- Directed by: Sonnie Hale
- Written by: scenario: Marjorie Gaffney adaptation: Dwight Taylor & Fred Thompson dialogue: Dwight Taylor
- Based on: play by Francis de Croisset
- Produced by: S.C. Balcon
- Starring: Jessie Matthews Robert Flemyng Louis Borel Romney Brent
- Cinematography: Glen MacWilliams
- Edited by: Al Barnes
- Music by: words & music: Mack Gordon & Harry Revel musical director: Louis Levy
- Production company: Gaumont British
- Distributed by: Gaumont British Distributors
- Release dates: 15 January 1937 (London, England);
- Running time: 78 minutes
- Country: United Kingdom
- Language: English

= Head over Heels (1937 film) =

1937 film

Head over Heels (U.S. title: Head over Heels in Love) is a 1937 British musical film directed by Sonnie Hale and starring Jessie Matthews, Robert Flemyng and Louis Borel. It was written by Marjorie Gaffney, Fred Thompson and Dwight Taylor, adapted from the 1931 play Pierre ou Jack by Francis de Croisset.

==Production==
The film was made at the Lime Grove Studios in London with sets designed by Alfred Junge.

==Plot==
In Paris, nightclub entertainer Jeanne falls in love with her dance partner, the idle, womanising Marcel. When Marcel runs off with rich and glamorous film star Norma, Jeanne's true love Pierre comes to her aid, and helps find her work on the radio.

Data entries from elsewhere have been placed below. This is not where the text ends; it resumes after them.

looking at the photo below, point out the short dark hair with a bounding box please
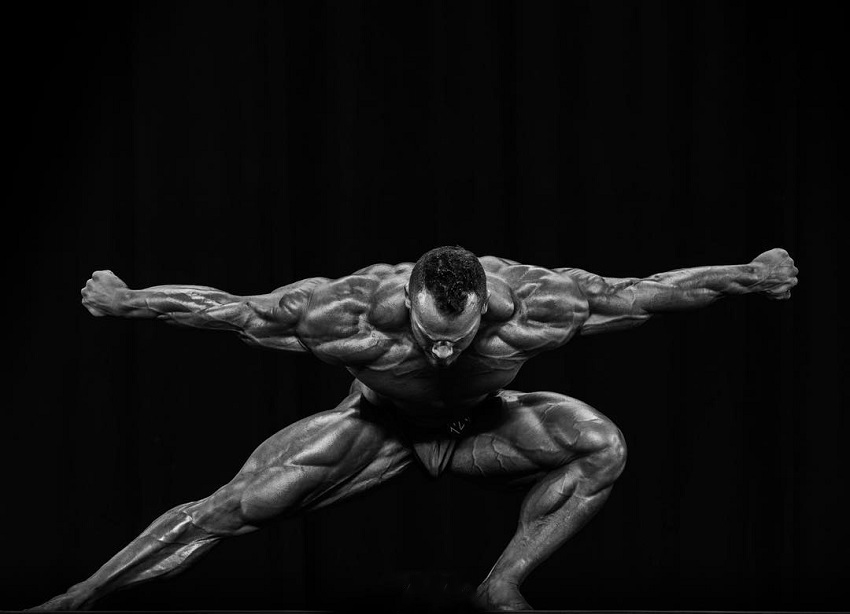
[409,246,487,315]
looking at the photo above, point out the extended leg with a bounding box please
[33,389,411,610]
[450,391,627,611]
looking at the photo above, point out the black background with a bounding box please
[5,1,845,611]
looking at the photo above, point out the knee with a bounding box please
[580,422,627,482]
[185,481,253,537]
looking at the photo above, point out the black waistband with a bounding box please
[357,388,502,441]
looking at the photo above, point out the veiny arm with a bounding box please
[557,248,799,336]
[80,270,326,352]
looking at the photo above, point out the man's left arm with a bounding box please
[557,248,798,336]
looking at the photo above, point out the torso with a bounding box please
[295,257,589,426]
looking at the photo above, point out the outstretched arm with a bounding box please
[81,270,326,351]
[558,248,798,336]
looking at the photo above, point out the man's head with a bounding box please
[405,246,489,368]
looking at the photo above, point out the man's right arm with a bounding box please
[81,270,327,352]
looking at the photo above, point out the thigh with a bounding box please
[449,390,622,484]
[222,386,413,526]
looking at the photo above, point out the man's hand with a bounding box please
[749,248,799,300]
[81,270,129,317]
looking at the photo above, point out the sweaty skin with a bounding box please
[42,248,797,611]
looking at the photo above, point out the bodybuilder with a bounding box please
[38,245,798,611]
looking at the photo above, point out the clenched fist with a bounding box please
[750,248,799,300]
[81,270,129,316]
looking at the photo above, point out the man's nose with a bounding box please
[432,342,454,359]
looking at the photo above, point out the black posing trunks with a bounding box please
[351,379,503,478]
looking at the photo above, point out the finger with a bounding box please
[82,299,106,316]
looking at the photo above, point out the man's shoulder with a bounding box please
[311,263,411,296]
[481,257,582,297]
[481,257,588,329]
[351,262,415,278]
[479,255,520,272]
[304,264,409,328]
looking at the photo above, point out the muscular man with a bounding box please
[38,245,797,611]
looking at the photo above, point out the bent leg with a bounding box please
[34,389,412,610]
[451,391,627,611]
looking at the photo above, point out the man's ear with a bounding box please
[480,291,490,314]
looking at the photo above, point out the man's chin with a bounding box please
[428,357,457,369]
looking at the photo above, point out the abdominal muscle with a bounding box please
[347,355,522,427]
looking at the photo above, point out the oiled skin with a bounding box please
[106,258,588,420]
[83,252,796,418]
[38,249,797,611]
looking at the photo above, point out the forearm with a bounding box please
[108,285,256,334]
[117,285,237,318]
[637,263,762,312]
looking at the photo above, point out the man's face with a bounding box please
[406,289,487,368]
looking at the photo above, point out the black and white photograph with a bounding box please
[5,2,844,612]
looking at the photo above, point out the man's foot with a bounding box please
[28,586,96,611]
[474,580,532,611]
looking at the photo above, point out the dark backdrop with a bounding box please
[5,1,844,611]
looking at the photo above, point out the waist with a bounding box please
[352,380,493,428]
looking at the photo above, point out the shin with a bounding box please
[38,488,250,610]
[477,425,627,610]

After becoming a successful radio star, Jeanne becomes attractive once more to Marcel, but the faithful Pierre cannot risk losing her again.

==Cast==
- Jessie Matthews as Jeanne Colbert
- Robert Flemyng as Pierre
- Louis Borel as Marcel Larimour
- Romney Brent as Matty
- Whitney Bourne as Norma Langtry
- Paul Leyssac as Max
- Eliot Makeham as Martin
- Fred Duprez as Norma's manager
- Edward Cooper as Charles

==Critical reception==
The Monthly Film Bulletin wrote: "This picture, set in Paris, but strongly British in characterisation, is treated too heavily for its type. The hero is gloomy, the heroine has a brave smile and a lump in her throat, while Marcel, on whose conquering charm so much of the story hangs, produces an effect which is purely fatuous. There are half a dozen good jokes, the broadcasting scenes are amusing and Jessie Matthews sings some very attractive songs, but there is a definite lack of the sparkle and gaiety which this class of picture needs."

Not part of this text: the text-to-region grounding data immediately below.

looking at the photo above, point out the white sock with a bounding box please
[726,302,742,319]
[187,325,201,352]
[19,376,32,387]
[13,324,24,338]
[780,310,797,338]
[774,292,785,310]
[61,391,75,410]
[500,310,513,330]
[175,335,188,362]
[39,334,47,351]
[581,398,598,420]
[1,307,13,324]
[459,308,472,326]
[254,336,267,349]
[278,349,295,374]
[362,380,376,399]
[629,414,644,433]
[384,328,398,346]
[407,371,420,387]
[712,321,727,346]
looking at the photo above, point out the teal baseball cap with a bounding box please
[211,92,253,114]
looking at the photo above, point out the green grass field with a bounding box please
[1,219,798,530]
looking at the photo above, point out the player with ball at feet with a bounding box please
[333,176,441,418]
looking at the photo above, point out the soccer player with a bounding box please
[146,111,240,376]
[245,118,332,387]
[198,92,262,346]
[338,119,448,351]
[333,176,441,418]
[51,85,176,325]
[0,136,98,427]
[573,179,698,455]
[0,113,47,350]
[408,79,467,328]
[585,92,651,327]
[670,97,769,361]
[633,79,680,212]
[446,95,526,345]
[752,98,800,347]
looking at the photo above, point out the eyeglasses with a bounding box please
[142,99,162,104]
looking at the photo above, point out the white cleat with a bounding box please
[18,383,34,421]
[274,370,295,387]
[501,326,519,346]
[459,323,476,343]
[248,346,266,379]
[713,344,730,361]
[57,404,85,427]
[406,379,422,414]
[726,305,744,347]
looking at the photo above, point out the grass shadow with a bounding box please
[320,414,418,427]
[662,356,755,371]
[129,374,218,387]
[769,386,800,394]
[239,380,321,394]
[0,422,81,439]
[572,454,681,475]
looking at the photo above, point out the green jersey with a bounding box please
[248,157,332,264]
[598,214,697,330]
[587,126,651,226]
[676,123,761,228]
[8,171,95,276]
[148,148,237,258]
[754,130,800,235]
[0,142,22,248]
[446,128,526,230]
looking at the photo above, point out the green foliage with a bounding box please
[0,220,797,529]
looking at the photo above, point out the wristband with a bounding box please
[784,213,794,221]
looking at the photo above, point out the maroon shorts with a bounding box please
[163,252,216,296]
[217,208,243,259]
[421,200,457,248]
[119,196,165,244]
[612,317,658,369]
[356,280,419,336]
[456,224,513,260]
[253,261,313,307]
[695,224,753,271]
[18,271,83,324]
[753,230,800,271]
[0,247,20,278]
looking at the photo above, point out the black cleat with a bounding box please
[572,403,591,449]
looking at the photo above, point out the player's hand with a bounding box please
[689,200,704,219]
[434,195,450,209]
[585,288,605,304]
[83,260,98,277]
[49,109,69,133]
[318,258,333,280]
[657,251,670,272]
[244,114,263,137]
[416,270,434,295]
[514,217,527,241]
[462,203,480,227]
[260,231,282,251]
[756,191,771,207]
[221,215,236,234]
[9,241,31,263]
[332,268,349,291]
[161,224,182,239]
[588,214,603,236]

Kine Weekly wrote: "Although actual story appeal is not its strong point, this production goes all out to exhibit the popular star in a sympathetic role which fits her personality like a glove."

Writing for The Spectator in 1937, Graham Greene called the film "a moribund tale of poor young people with ambitions in Parisian garrets, concluding that that the film was one of the "worst English film[s] of the quarter".

The Radio Times wrote, "Having made her movie name under the direction of Victor Saville, Jessie Matthews went to work for her four-time co-star and then husband Sonnie Hale, whose first outing behind the camera this was," but concluded, "Hale's inexperience shows away from the musical numbers. But it's engaging enough, and Alfred Junge's sets give the film a sophistication too often missing from British musicals of the period."